Your workflow likely relies on multiple systems working in tandem. These include production scheduling, capacity planning, work order management, sales, manufacturing, and more. Shared insights generated by advanced analytics lead to effective reordering strategies. 

Imagine this scenario: an item that is normally a low-seller at a certain time of year unexpectedly increases in demand. Your production schedule is now behind where it should be to prevent stock outs, forcing you to dip into safety stock or even cancel outstanding orders. 

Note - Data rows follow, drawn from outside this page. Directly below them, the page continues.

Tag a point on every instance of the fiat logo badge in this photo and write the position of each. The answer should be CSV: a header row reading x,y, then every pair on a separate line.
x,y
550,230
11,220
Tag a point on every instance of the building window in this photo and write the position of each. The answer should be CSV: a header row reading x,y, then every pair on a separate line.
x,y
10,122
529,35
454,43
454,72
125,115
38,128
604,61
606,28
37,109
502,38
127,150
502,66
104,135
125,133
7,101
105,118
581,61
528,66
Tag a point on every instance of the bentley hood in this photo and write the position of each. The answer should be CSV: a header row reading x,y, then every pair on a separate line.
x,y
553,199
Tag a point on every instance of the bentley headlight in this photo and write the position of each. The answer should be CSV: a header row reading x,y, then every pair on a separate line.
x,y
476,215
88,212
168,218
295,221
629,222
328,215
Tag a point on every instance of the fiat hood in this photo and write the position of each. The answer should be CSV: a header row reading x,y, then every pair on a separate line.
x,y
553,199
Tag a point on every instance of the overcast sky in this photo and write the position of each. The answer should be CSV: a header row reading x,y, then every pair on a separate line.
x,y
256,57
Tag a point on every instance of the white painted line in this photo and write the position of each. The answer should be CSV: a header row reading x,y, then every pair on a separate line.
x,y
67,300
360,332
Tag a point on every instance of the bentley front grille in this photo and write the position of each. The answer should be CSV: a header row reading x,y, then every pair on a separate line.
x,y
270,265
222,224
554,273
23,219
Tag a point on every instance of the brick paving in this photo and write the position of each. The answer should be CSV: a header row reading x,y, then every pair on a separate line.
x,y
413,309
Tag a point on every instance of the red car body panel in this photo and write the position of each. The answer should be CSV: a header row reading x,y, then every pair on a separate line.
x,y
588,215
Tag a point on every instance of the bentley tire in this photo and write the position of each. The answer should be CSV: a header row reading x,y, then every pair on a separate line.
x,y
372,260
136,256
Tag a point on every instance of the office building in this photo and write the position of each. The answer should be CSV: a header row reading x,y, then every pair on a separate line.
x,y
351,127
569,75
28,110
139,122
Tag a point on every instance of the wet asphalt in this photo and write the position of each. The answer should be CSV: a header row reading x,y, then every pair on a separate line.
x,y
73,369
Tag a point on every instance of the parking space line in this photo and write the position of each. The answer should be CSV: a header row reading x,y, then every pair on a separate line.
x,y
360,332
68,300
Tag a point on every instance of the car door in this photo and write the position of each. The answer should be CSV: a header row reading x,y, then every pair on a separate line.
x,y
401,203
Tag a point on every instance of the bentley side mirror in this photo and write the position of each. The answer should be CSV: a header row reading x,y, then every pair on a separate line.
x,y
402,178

With analytics capable of cross-functional collaboration, a more accurate demand forecast could predict this demand shift and key the production schedule ahead of time to keep your supply chain ahead of your customer’s needs instead of struggling to catch up to them. 

The data points and strategies your business uses to optimize its replenishment strategy one minute may be outdated the next. Demand is always changing – sometimes predictably and other times due to unforeseen factors. The goal of management has become prediction and response. The faster the response, the better equipped to stay ahead of the competition a business will be. 

Analytics-driven reordering strategies iterate on changing conditions based on the numerous factors they monitor in real-time, allowing businesses to automate their workloads for continuous adaptation. In short, optimizing reordering strategies is an ongoing process. It stands to reason that businesses need an ongoing solution as well.